In commemoration of Juneteenth, the Miami Museum of Contemporary Art (Miami MoCAAD) is proud to launch Veo Veo, I See I See, Mwen wè Mwen wè, an interactive public art project that combines visual art, storytelling, and technology to explore the community of Overtown.
On Friday, June 17, Miami MoCAAD and the Hampton Art Lovers will co-host a Juneteenth #CreativeConversation and Celebration at the Ward Rooming House (249 NW 9th St, Miami, FL 33136). Doors open at 5:30pm; #Creative Conversation: 6pm; 7:30pm -Tour to experience Miami MoCAAD’s first interactive mural; Celebration: 7pm-9pm. You must register to attend in person, as seating is limited. Eventbrite:https://www.eventbrite.com/e/juneteenth-creativeconversation-and-celebration-at-the-ward-rooming-house-tickets-353997595337.
In addition the creative conversation will be streamed live on Miami MoCAAD’s Facebook channel.
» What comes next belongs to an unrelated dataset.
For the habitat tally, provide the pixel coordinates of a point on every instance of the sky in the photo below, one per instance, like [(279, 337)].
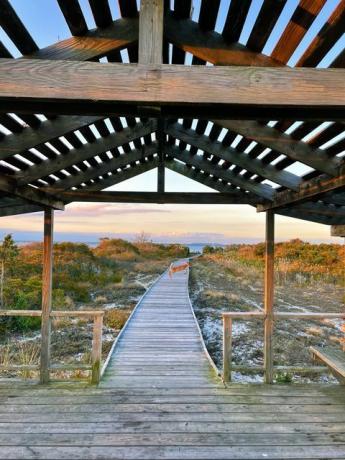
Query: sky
[(184, 223)]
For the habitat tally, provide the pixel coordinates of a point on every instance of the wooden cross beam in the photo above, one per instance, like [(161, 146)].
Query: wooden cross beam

Veo Veo, I See I See, Mwen wè Mwen wè, mural project begins at 1021 NW 2nd Avenue, Miami, FL, the office building of the late Judge Lawson E. Thomas. Thomas was Miami-Dade County’s first Black judge, who presided over the only purely racially segregated court system in the United States known as the “Negro Municipal Court.” The mural will be created by artist Anthony Reed II, known as “Mojo,” and will pay homage to this important place and its history.
“We are excited to tell some of these little-known stories of individuals and locations significant to Miami’s hidden Black history. The site-specific murals embedded with unique QR codes will engage the public and showcase works of talented Black artists,” states Marilyn Holifield, co-founder Miami MoCAAD.
The oral histories will share untold stories of the people and places of this proud Black community that thrived before “urban renewal” highways decimated homes and businesses in Overtown and Black communities across the country. By scanning the QR codes, viewers will become immersed in Overtown-related interactive treasure hunt games; an interactive 3-D model of the artist providing biographical information, and an interactive museum experience map that invites engagement to chart the future Miami MoCAAD. The murals and oral histories will become part of Miami MoCAAD’s archive, documenting the museum’s journey to a digital/physical hybrid museum space.